In view of this conflicting judgment, the matter was referred to a bench of five judges. It was held that courts could segregate the valid and invalid portions of an award. The “invalid portion” can then be modified or the award partially set aside, to the extent of the invalid portion. If the valid and invalid portion are incapable of being segregated, then the court has no option but to set aside the award. It observed that the greater power of setting aside the award completely must include the lesser power of modifying the award or partly setting it aside. It further clarified that the power of modification is limited and is not an appellate power. Apart from modification, the courts always have the power to correct clerical, computational or typographical errors and in specified circumstances, alter the post-award interest. Finally, it held that the power under Article 142 could be exercised, albeit with great care and caution. The minority decision has held that there is no power to modify as this was not a “limited power” but qualitatively a different power.
The majority view now resolves the conflict by holding a limited power of modification and thus relaxes the rigidity and impracticability of Section 34, which should not have been part of the 1996 Act in the first place.
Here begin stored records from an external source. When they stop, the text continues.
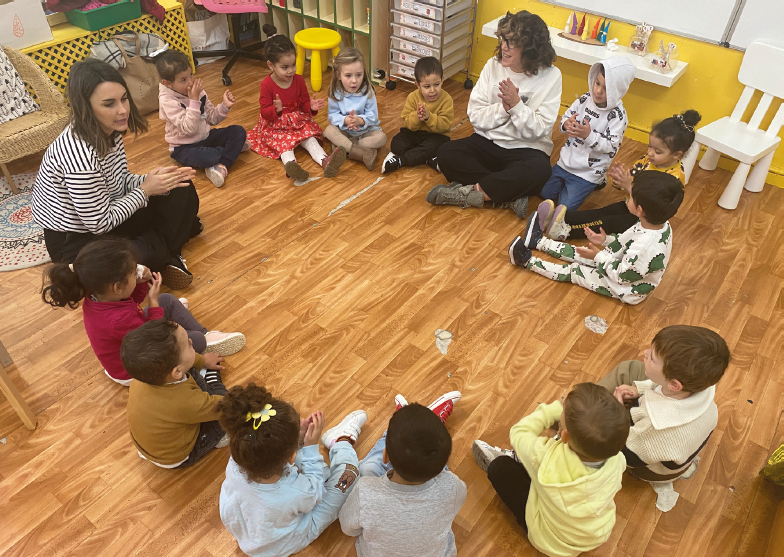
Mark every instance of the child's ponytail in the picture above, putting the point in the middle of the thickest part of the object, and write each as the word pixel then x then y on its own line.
pixel 264 430
pixel 677 132
pixel 98 266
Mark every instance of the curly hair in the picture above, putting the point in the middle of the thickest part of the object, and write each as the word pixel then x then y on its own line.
pixel 530 34
pixel 262 453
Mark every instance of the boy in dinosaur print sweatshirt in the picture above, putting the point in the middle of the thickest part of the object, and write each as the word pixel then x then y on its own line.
pixel 631 264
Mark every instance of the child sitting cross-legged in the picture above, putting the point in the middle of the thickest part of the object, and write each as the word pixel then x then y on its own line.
pixel 670 395
pixel 427 117
pixel 279 495
pixel 405 500
pixel 171 406
pixel 561 489
pixel 188 114
pixel 631 264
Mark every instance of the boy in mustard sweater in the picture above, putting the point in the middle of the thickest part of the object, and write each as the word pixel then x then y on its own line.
pixel 171 407
pixel 561 489
pixel 428 115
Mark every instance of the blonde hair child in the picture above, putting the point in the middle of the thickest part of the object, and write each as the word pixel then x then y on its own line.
pixel 353 111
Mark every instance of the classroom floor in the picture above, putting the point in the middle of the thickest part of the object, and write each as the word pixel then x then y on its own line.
pixel 339 286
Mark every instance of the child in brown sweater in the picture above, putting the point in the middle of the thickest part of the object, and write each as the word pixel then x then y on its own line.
pixel 428 115
pixel 171 406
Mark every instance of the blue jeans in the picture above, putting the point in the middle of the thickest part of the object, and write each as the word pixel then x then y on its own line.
pixel 567 189
pixel 223 145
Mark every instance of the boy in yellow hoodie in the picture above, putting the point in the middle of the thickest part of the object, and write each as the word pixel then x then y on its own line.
pixel 428 115
pixel 561 489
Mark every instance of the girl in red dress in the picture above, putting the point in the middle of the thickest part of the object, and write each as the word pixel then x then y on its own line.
pixel 286 117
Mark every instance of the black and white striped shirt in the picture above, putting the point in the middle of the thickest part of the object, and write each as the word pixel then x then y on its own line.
pixel 76 191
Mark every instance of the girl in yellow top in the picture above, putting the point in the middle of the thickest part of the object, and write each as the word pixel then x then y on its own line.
pixel 668 142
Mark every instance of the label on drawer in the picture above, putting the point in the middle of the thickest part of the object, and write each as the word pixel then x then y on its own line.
pixel 417 48
pixel 418 8
pixel 416 22
pixel 416 35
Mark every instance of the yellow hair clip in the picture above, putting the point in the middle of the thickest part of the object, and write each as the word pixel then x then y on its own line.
pixel 261 416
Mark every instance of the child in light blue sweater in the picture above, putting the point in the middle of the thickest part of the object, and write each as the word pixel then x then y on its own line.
pixel 353 111
pixel 279 495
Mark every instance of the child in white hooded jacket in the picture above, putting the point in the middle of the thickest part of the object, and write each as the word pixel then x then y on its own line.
pixel 595 124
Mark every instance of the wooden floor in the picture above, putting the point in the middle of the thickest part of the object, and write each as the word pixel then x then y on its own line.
pixel 339 286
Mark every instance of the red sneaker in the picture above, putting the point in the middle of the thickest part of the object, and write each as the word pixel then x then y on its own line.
pixel 400 402
pixel 443 405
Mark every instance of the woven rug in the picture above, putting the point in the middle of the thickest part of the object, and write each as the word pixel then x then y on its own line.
pixel 21 240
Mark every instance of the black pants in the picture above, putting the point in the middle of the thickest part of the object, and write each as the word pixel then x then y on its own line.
pixel 512 483
pixel 614 219
pixel 210 433
pixel 415 147
pixel 223 145
pixel 157 231
pixel 503 174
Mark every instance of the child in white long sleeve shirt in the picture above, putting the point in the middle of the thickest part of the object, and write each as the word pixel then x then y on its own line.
pixel 279 495
pixel 595 124
pixel 631 264
pixel 353 110
pixel 189 115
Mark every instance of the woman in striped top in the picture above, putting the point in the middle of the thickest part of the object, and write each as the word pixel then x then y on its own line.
pixel 84 189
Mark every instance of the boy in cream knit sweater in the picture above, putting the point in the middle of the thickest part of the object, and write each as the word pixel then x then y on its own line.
pixel 670 398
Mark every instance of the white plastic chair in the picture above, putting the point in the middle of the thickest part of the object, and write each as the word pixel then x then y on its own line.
pixel 763 69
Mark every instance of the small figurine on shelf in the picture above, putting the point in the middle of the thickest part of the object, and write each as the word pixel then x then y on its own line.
pixel 596 28
pixel 666 58
pixel 639 41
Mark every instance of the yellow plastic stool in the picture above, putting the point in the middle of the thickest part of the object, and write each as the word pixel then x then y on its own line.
pixel 315 39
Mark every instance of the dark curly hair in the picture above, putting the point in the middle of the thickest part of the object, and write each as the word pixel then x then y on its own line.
pixel 277 46
pixel 530 34
pixel 263 452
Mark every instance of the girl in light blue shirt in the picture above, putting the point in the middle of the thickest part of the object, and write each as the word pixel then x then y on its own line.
pixel 279 494
pixel 353 111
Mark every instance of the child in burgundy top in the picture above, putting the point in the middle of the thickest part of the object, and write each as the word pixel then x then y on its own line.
pixel 286 116
pixel 105 274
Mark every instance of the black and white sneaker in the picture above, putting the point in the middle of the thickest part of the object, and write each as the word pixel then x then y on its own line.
pixel 519 254
pixel 533 233
pixel 391 163
pixel 176 275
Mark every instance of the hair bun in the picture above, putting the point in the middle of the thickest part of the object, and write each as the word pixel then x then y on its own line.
pixel 691 117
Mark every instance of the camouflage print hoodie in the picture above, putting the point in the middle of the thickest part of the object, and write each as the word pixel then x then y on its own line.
pixel 590 158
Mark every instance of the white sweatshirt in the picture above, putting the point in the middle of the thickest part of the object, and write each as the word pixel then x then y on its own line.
pixel 590 158
pixel 529 123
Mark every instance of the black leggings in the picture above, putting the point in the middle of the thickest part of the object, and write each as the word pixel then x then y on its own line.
pixel 512 483
pixel 157 231
pixel 614 219
pixel 503 174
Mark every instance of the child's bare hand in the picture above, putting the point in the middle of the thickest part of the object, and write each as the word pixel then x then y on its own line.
pixel 597 238
pixel 155 289
pixel 213 361
pixel 195 88
pixel 146 275
pixel 590 252
pixel 228 99
pixel 315 429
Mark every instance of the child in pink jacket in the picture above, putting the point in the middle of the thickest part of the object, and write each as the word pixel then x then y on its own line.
pixel 188 114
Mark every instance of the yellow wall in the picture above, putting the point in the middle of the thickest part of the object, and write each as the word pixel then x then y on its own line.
pixel 710 84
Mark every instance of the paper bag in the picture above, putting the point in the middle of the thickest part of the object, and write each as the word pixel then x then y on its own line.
pixel 23 24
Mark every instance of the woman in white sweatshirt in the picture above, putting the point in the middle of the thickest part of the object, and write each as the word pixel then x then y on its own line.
pixel 513 109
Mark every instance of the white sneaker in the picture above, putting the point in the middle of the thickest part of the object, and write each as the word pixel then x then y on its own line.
pixel 224 344
pixel 484 454
pixel 350 426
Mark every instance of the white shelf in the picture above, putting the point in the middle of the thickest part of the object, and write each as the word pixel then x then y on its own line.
pixel 590 54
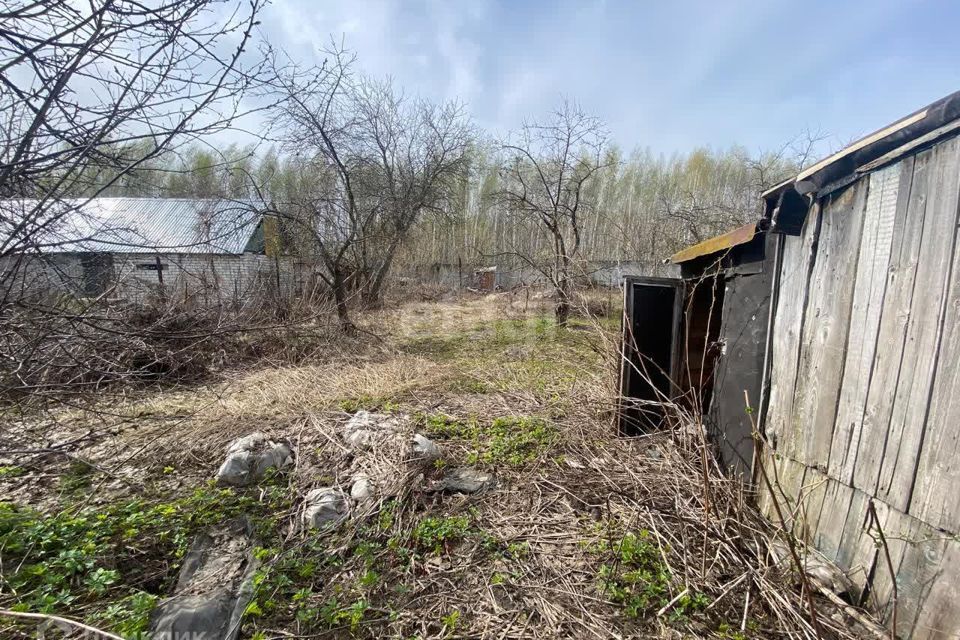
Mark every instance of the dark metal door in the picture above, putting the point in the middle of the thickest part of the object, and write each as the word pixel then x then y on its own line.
pixel 650 351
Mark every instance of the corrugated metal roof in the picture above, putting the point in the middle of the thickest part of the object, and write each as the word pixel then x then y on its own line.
pixel 886 144
pixel 140 225
pixel 740 235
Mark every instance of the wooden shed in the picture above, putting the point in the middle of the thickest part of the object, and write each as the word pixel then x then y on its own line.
pixel 858 383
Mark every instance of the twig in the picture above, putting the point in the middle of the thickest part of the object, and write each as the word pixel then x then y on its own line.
pixel 61 620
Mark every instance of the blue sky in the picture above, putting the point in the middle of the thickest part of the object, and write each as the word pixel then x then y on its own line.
pixel 670 76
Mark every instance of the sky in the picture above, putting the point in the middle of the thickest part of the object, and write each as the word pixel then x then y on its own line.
pixel 670 76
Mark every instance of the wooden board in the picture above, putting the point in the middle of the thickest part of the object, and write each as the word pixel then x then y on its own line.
pixel 939 615
pixel 936 495
pixel 780 424
pixel 826 323
pixel 872 263
pixel 833 515
pixel 898 297
pixel 912 397
pixel 918 574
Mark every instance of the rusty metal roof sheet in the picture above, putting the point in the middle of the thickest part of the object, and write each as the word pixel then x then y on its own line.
pixel 132 225
pixel 740 235
pixel 884 145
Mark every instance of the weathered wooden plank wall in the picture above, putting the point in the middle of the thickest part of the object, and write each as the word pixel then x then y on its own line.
pixel 865 386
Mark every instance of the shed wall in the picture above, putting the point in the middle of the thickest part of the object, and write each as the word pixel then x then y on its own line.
pixel 865 386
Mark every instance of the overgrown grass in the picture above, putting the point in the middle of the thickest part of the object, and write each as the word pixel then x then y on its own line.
pixel 512 440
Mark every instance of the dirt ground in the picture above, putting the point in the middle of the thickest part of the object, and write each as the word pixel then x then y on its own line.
pixel 587 534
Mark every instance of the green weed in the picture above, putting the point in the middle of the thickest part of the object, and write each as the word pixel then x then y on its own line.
pixel 435 534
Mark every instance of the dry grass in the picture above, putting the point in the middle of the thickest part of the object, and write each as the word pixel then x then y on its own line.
pixel 548 554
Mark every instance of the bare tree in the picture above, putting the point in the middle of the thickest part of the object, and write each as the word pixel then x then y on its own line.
pixel 319 128
pixel 549 165
pixel 106 87
pixel 90 94
pixel 377 161
pixel 417 150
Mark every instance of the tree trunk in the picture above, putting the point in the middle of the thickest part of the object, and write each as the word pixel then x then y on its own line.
pixel 562 310
pixel 340 299
pixel 374 293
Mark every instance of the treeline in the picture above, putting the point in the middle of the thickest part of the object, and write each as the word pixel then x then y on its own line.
pixel 643 206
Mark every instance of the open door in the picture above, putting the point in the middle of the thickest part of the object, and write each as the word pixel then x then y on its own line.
pixel 650 355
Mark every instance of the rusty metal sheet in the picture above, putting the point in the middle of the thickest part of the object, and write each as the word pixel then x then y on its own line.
pixel 740 235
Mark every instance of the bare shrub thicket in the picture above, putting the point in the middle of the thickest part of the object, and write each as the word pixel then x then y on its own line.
pixel 93 96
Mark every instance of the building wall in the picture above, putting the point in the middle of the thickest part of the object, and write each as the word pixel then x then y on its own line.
pixel 201 279
pixel 865 387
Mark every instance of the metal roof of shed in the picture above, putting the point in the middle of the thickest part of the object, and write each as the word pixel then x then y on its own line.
pixel 134 225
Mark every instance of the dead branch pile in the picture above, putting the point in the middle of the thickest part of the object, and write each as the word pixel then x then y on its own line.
pixel 68 348
pixel 605 538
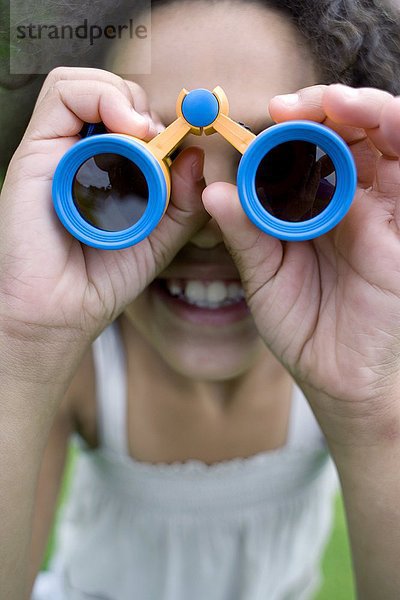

It is submitted that the long-term solution to bring clarity and certainty is the substitution of Section 34 with a statutory provision similar to that prevailing in Singapore or the United Kingdom. Section 49 of the Singapore Arbitration Act, 2001 provides for an appeal against an arbitral award and the appellate court may:
(a) confirm the award; or
(b) vary the award; or
(c) remit the award in whole or part for reconsideration; or
(d) set aside the award in whole or in part.
Section 67(3) of the UK Arbitration Act, 1996 also gives the appellate court the power to confirm, vary or set aside the award in whole or part. Further, under Section 69, there is a provision for an appeal on a point of law where the appellate court has the additional power to set aside or remit an award in whole or in part. It should be noted that the UK arbitration laws have been recently amended and the reference here is to pre-amended statutory provisions which are set out in the Appendix-B of the Gayatri Balasamy judgment.
It is submitted that an amendment on the lines of the Singapore Arbitration Act can alone bring complete certainty and clarity. The sooner this is done, the better.
Arvind P Datar is a Senior Advocate.